Which Model Is Right for You?
There’s no single ‘best’ model. The right one depends on your goal.
- Need compliance training? ADDIE - slow but audit-proof.
- Teaching kids or adult learners to stay curious? Samara - let them explore first.
- Preparing someone to pass a certification? Backward Design - focus only on what’s tested.
- Training for high-stakes jobs? 4C/ID - build skills step by step.
- Running a degree program? CoI - make it human.
Many modern platforms mix models. A course might use Backward Design for structure, Samara for engagement, and CoI for community. The key is knowing what you’re trying to achieve - and choosing the model that matches.
Common Mistakes to Avoid
Most eLearning fails not because of bad tech - but bad design.
- Don’t just dump videos and call it a course. That’s not a model - that’s laziness.
- Don’t force ADDIE on a creative subject like design or writing. It kills spontaneity.
- Don’t ignore social presence. People learn with others, not just from content.
- Don’t assume learners will figure it out. Even smart people need clear paths.

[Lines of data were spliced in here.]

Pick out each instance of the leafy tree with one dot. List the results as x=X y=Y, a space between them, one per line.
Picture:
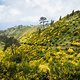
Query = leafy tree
x=52 y=21
x=43 y=20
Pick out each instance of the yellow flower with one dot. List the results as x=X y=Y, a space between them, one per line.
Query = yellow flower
x=44 y=68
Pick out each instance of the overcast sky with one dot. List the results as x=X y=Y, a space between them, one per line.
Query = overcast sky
x=26 y=12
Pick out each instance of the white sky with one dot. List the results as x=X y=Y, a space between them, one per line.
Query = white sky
x=14 y=12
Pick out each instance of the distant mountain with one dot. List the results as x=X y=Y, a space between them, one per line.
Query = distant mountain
x=49 y=53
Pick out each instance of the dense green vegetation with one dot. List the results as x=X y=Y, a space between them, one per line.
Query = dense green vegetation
x=51 y=53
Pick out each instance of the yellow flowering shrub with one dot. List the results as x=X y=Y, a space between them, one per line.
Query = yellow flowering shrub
x=70 y=50
x=44 y=68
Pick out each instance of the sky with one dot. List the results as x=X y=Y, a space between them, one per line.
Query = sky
x=28 y=12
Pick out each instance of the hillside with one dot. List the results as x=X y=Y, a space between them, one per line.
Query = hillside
x=52 y=53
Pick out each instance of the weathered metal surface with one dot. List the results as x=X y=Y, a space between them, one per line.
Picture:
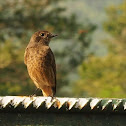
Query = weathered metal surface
x=91 y=105
x=45 y=111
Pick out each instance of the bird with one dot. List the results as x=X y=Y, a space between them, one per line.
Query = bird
x=40 y=62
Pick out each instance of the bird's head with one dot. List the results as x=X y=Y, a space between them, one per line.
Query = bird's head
x=42 y=37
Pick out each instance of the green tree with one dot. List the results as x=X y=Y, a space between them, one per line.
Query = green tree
x=18 y=21
x=105 y=76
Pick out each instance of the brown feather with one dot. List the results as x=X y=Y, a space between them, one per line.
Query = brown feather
x=41 y=65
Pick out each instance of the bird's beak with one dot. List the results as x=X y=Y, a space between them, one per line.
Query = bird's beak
x=53 y=36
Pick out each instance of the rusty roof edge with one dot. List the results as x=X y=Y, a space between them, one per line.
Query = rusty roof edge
x=65 y=104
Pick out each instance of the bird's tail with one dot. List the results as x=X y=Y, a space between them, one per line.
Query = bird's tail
x=48 y=91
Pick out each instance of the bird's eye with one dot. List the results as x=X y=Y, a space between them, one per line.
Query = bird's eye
x=42 y=34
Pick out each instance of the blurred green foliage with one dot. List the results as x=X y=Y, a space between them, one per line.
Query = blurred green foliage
x=19 y=19
x=106 y=76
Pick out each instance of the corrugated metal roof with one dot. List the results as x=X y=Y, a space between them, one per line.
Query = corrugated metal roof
x=25 y=103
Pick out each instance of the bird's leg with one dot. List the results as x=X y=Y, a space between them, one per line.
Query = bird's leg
x=34 y=94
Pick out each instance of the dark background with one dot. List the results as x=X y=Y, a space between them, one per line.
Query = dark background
x=90 y=49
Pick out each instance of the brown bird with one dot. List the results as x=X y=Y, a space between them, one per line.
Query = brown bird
x=40 y=62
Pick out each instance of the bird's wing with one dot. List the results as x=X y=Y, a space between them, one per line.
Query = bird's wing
x=49 y=71
x=25 y=56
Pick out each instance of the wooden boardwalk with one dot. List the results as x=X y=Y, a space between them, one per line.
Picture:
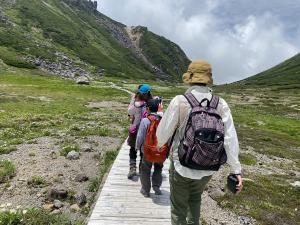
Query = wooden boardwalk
x=120 y=201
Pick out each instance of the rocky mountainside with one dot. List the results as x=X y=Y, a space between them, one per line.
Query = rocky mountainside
x=71 y=38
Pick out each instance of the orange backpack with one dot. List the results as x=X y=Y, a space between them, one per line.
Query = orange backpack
x=151 y=152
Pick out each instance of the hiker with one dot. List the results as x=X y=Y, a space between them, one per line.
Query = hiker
x=202 y=142
x=152 y=156
x=136 y=111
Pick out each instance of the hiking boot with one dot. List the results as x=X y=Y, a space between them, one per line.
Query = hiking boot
x=132 y=172
x=157 y=191
x=144 y=193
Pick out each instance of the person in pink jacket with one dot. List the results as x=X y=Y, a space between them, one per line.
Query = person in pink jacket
x=136 y=111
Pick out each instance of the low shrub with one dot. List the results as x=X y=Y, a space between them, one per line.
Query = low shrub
x=7 y=170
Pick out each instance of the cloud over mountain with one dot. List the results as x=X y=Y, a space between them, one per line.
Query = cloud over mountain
x=239 y=39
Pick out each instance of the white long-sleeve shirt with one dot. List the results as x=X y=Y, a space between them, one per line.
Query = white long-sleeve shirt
x=175 y=119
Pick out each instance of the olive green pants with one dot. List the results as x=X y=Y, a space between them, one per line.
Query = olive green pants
x=185 y=198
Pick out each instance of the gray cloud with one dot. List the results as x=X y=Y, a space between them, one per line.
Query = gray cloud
x=239 y=38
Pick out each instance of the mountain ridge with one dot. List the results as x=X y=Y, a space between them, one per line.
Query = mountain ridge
x=33 y=33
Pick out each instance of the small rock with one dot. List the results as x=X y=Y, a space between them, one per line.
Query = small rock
x=48 y=206
x=81 y=178
x=83 y=81
x=58 y=204
x=216 y=193
x=74 y=208
x=73 y=155
x=86 y=148
x=296 y=184
x=81 y=199
x=58 y=193
x=56 y=211
x=53 y=155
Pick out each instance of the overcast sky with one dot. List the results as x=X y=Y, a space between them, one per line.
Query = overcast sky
x=238 y=37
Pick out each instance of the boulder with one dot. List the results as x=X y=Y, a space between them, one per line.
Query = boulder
x=83 y=81
x=58 y=204
x=73 y=155
x=48 y=206
x=74 y=208
x=81 y=199
x=81 y=178
x=58 y=193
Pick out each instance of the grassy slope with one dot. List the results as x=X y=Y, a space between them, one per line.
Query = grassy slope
x=286 y=73
x=165 y=54
x=267 y=115
x=44 y=27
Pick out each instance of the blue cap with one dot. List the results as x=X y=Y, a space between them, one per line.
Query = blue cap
x=144 y=88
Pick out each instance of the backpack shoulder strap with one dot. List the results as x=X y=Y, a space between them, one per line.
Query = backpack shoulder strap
x=191 y=99
x=214 y=102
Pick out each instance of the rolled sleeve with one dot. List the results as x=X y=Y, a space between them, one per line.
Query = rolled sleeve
x=168 y=123
x=231 y=143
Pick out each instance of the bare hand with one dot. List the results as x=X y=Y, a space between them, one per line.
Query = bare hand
x=239 y=186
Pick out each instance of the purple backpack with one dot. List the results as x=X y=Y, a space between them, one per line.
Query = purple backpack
x=202 y=147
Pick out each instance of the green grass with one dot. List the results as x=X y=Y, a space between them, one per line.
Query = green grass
x=26 y=117
x=247 y=159
x=285 y=74
x=7 y=170
x=106 y=163
x=269 y=199
x=45 y=27
x=34 y=217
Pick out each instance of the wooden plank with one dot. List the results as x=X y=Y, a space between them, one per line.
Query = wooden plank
x=120 y=201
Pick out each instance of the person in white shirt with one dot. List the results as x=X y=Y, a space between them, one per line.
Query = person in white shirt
x=187 y=185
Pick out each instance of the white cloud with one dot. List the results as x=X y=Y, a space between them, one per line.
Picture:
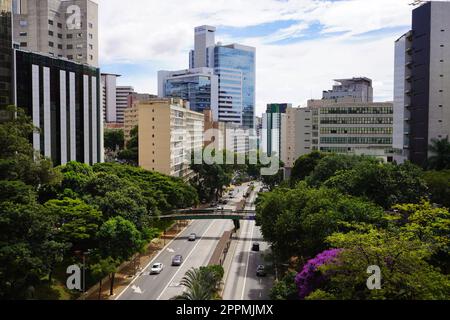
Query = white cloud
x=160 y=32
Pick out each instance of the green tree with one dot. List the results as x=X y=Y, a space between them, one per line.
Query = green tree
x=305 y=165
x=18 y=160
x=201 y=284
x=28 y=250
x=297 y=221
x=332 y=164
x=438 y=183
x=76 y=221
x=383 y=183
x=114 y=139
x=285 y=289
x=440 y=154
x=406 y=275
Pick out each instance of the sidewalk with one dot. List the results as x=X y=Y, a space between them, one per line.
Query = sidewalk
x=132 y=268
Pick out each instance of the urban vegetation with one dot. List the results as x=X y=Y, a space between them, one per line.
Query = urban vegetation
x=202 y=284
x=51 y=217
x=341 y=214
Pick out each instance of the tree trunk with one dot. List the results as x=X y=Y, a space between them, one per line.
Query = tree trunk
x=100 y=290
x=111 y=289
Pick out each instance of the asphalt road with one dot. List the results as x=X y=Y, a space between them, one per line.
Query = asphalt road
x=242 y=282
x=195 y=254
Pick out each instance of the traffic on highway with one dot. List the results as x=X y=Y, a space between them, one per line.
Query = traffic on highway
x=245 y=272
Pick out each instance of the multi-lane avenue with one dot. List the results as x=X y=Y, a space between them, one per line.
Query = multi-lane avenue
x=197 y=253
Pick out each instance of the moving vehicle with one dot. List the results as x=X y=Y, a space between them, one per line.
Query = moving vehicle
x=261 y=271
x=156 y=268
x=192 y=237
x=177 y=260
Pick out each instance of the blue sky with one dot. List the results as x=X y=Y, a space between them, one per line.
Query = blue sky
x=302 y=45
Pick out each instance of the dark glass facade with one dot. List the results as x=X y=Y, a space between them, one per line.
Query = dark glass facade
x=24 y=74
x=6 y=54
x=420 y=85
x=236 y=70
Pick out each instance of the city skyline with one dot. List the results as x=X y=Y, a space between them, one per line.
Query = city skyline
x=299 y=43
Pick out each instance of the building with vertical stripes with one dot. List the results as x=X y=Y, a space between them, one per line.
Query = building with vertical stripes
x=63 y=99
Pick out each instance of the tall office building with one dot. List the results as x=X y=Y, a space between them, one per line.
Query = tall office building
x=234 y=66
x=354 y=89
x=168 y=133
x=109 y=101
x=426 y=111
x=63 y=100
x=199 y=86
x=299 y=134
x=122 y=101
x=6 y=54
x=274 y=129
x=60 y=28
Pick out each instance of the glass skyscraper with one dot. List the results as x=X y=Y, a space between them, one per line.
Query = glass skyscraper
x=235 y=66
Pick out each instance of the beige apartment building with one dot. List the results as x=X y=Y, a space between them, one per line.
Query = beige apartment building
x=168 y=133
x=298 y=134
x=59 y=28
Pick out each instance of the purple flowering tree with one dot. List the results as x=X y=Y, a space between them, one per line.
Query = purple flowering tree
x=309 y=279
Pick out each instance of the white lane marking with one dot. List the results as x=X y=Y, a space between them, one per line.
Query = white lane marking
x=151 y=262
x=187 y=258
x=248 y=261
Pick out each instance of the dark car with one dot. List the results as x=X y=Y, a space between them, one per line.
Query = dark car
x=261 y=271
x=177 y=260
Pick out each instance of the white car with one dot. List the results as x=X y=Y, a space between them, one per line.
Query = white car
x=156 y=268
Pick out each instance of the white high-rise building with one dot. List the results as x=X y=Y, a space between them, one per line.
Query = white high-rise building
x=422 y=82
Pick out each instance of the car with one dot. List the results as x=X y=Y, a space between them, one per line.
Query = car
x=177 y=260
x=156 y=268
x=192 y=237
x=261 y=271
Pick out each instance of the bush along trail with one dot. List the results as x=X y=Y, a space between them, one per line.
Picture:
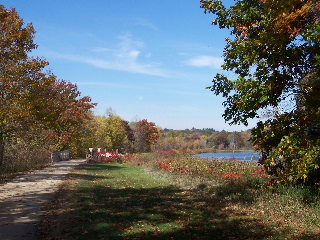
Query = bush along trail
x=161 y=200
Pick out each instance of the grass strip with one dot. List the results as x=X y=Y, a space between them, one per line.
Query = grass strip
x=114 y=201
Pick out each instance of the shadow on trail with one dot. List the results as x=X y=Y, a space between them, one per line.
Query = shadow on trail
x=168 y=212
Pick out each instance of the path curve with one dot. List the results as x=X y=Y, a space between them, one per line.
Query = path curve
x=22 y=199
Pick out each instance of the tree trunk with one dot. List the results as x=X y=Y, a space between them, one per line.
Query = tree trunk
x=2 y=143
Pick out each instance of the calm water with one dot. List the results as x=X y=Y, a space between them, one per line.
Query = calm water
x=243 y=155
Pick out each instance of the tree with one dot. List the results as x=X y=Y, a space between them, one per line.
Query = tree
x=114 y=133
x=146 y=135
x=34 y=105
x=275 y=54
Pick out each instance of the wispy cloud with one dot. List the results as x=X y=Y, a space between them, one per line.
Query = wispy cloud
x=205 y=61
x=125 y=56
x=143 y=22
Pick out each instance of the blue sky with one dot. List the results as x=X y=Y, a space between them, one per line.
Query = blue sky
x=146 y=59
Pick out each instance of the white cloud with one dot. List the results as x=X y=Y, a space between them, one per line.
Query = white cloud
x=205 y=61
x=145 y=23
x=125 y=56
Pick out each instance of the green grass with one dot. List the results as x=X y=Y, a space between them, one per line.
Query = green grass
x=114 y=201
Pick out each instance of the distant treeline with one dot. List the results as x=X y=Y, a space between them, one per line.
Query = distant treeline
x=203 y=139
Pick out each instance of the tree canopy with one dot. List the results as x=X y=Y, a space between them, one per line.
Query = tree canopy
x=274 y=51
x=34 y=105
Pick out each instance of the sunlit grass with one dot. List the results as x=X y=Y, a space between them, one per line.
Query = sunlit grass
x=114 y=201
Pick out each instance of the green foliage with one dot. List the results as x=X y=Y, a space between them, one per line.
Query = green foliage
x=275 y=54
x=36 y=109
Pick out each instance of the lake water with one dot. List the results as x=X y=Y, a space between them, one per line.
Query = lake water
x=241 y=155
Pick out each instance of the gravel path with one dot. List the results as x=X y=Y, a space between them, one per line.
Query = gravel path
x=22 y=200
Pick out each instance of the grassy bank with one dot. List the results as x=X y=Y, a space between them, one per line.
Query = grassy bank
x=118 y=201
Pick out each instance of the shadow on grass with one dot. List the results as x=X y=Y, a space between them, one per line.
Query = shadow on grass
x=163 y=212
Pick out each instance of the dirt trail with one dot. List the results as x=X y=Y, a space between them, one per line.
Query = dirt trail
x=22 y=200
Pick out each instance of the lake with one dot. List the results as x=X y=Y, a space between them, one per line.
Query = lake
x=240 y=155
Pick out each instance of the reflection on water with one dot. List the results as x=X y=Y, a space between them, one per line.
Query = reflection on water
x=243 y=155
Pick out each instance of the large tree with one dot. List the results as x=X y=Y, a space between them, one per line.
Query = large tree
x=274 y=51
x=34 y=105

The best eLearning doesn’t just inform. It changes behavior. That takes intention. Pick a model. Stick to it. Build around it.
What is the most popular eLearning model today?
The ADDIE model is still the most widely used, especially in corporate and government training, because it’s structured and easy to document. But newer models like Samara and Community of Inquiry are gaining ground in K-12, higher education, and professional development because they focus on engagement and real-world application.
Can I mix different eLearning models?
Yes, and many effective courses do. For example, you might use Backward Design to define the final outcome, Samara to structure the learning journey, and Community of Inquiry to build discussion forums. Mixing models lets you balance structure with flexibility and engagement.
Is there a model that works best for adult learners?
The Community of Inquiry model works especially well for adult learners because it respects their experience and encourages peer-to-peer learning. Adults learn best when they can connect new knowledge to real-life problems and discuss them with others. Models like 4C/ID also work well for adults in technical or professional roles.
How do I know which model to choose for my course?
Ask yourself: What should learners be able to DO after finishing? If it’s pass a test, use Backward Design. If it’s handle emergencies, use 4C/ID. If it’s stay motivated and think critically, use Samara or CoI. Match the model to the outcome, not the tool.
Do I need special software to use these models?
No. These are instructional design frameworks, not tools. You can use any platform - Moodle, Teachable, Thinkific, or even a simple Google Doc - as long as you design the experience around the model. The software just delivers the content. The model decides how it works.